Wednesday, January 6, 2010

FRED SCOTT

Fred Scott was a good 'ol boy from Helena, Georgia. What we call a Wide Body, he would've been an imposing presence on an NFL line any Sunday. He worked for the NPD in the 50's and early 60's, until he was shot in the arm by a fellow police officer, who, mentally ill and violent, also wounded Chief Ben Caruthers.
Fred loved country music and asked Sam Bass, a master musician and fellow cop, to teach him how to play the fiddle. Sam, who was later elected to the Florida Country Music Hall of Fame, obliged and pretty soon Fred was sawing out a near-recognizable Orange Blossom Special. Problem was Fred's wife couldn't tolerate the squeaks and squalls that are attendant to novice fiddle playing.
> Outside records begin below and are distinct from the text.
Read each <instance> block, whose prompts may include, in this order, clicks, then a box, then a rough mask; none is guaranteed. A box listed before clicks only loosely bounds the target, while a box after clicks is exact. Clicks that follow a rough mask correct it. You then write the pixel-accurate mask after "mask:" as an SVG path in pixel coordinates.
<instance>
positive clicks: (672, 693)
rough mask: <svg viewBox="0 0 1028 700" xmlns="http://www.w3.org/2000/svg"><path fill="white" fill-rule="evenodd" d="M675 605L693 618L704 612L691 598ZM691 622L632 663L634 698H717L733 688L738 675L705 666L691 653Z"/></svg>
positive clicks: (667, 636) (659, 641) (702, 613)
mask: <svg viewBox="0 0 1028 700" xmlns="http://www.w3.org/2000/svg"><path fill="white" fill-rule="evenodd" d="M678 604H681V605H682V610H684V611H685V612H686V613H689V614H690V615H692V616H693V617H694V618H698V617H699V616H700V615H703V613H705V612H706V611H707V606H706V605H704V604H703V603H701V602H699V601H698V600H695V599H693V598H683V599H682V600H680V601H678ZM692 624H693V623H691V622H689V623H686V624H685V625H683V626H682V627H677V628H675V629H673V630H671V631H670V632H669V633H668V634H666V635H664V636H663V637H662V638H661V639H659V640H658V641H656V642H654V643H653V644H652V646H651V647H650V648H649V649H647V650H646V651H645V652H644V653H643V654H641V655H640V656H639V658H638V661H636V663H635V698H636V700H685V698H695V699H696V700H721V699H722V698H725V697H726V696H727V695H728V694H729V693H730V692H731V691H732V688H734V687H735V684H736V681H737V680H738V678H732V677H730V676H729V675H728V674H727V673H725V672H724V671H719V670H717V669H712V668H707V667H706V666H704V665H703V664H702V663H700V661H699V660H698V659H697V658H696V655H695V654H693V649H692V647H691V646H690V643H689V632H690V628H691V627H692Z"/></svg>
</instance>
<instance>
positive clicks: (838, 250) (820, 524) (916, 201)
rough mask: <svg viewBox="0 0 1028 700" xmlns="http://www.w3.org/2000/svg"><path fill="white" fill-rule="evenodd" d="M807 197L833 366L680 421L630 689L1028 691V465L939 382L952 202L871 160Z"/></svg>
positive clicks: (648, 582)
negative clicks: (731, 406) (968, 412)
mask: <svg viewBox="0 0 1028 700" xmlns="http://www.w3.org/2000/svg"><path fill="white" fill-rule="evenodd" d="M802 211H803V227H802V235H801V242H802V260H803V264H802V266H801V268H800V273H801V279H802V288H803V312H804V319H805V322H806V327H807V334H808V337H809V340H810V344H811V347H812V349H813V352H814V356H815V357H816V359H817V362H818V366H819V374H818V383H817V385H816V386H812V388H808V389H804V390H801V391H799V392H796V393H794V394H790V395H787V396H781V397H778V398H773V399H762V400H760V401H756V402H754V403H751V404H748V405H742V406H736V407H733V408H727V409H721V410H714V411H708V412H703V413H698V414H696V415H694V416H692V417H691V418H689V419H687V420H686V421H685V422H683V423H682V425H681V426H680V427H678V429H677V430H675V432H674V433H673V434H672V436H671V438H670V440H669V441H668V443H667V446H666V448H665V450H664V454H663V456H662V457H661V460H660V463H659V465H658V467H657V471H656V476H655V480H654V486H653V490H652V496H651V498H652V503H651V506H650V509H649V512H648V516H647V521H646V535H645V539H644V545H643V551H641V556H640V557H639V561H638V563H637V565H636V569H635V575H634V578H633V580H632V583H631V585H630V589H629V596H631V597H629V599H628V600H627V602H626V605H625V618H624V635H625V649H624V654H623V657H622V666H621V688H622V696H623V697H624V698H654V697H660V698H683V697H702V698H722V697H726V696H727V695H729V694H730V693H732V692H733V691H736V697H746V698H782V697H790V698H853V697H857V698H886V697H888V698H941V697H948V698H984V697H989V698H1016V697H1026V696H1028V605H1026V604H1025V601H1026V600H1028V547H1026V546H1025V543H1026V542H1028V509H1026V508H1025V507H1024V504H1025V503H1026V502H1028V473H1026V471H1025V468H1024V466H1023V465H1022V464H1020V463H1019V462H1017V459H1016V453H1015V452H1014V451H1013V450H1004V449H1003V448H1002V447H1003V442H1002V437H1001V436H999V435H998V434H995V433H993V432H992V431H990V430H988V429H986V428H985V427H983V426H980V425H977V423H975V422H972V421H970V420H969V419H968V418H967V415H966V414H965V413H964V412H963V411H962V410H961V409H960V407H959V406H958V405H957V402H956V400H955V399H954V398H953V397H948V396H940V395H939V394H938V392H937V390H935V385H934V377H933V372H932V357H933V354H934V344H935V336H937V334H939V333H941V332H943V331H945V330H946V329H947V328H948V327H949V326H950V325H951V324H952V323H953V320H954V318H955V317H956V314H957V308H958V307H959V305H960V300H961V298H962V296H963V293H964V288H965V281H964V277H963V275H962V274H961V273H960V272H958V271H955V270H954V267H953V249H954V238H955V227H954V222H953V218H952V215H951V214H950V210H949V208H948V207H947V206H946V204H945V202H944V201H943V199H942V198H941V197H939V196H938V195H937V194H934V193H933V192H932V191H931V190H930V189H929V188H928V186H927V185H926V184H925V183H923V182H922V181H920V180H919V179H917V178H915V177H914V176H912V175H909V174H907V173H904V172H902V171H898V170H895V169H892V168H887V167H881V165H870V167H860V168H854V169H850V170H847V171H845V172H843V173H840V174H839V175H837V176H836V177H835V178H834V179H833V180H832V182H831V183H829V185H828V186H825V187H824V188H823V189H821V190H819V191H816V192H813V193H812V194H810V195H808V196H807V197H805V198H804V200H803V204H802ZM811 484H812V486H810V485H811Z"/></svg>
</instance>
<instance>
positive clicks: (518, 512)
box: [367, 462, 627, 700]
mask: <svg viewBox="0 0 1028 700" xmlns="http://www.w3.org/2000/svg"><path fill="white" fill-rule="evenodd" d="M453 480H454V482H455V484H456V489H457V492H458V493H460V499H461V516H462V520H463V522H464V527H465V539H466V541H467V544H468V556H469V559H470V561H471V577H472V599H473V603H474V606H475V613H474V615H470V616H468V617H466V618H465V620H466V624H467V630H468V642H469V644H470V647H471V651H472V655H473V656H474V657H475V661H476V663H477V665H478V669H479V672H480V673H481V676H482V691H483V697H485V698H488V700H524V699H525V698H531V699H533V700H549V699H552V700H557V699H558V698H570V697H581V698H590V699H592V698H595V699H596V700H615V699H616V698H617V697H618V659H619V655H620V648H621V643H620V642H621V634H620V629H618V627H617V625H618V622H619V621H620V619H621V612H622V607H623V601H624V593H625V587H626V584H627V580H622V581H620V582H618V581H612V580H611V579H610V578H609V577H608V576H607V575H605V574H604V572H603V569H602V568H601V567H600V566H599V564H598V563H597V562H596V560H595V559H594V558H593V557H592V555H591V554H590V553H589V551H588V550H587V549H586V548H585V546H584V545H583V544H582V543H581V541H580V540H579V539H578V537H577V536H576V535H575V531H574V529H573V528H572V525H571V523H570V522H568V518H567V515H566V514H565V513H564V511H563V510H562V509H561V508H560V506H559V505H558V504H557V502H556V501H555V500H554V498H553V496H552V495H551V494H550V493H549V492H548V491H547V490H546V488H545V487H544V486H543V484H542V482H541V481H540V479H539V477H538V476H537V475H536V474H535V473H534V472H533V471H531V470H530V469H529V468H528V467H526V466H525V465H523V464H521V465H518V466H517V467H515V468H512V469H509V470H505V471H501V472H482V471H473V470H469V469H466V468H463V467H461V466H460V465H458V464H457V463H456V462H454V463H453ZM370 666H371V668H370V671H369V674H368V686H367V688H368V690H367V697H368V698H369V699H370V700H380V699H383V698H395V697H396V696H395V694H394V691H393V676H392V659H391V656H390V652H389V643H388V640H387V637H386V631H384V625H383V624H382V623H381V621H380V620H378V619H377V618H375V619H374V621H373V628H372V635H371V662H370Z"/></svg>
She banned Fred to the front porch. Until the neighbors enjoyed about as much of his music as they could stand. So Fred moved into his car.
This could've been a good compromise today, but then, Fred's car was a VW--don't ask me how the giant even got into it--and it had no AC. But, you could see Fred in it, parked in front of his house, windows steamed and rolled up and the car bouncing up and down like a clogger at a hoedown.
The wounded arm troubled Fred the rest of his life, causing him to wake in the middle of the night with fearsome pains. It wasn't uncommon to run into him at one of the all-night burger joints, getting a little snack so he could go back to sleep. A snack for Fred was three hamburgers. For him, a burger was a two-bite hors d'oeuvre. Two bites. Washed it down with a couple large cokes. And, of course, some fries on the side.
Like many giants, he was gentle, kind, and soft spoken. We still miss him.

Tuesday, January 5, 2010

BIG ENOUGH TO SEE

My friend, Dave Dampier, just showed me a trick to viewing photos in the blog. Probably elsewhere, too. Put your cursor on the photo, a little hand will come up, left click the mouse. The picture will become full screen.
Thanks, Dave.

FOUR WHEEL GUNNERS AT THE RANGE

Ken Kitchell, Ed Helenek, Chief Ben Caruthers, and Bob Alexander

Looks like Chief Caruthers is carrying a S&W, 5" barrel .38 revolver. Probably the others are, too. The City furnished them.
Caruthers went on to retire from Hillsborough County, Kitchell and Alexander from the CCSO. Lost track of Helenek.

Monday, January 4, 2010

ONE YEAR ANNIVERSARY


Hey, time do pass when you're havin' fun. It's been one year since I started this thing and I decided it was time to put it in book form. In the format for publishing I've selected the columns have added up to over 300 pages, about 50 more than I want for a book that size. So I'm editing.

The new blogs will sit come. Today is a photo from the later 60's. In the book these photos will be larger.

Have fun and enjoy a New Year and a New Chance to make it better.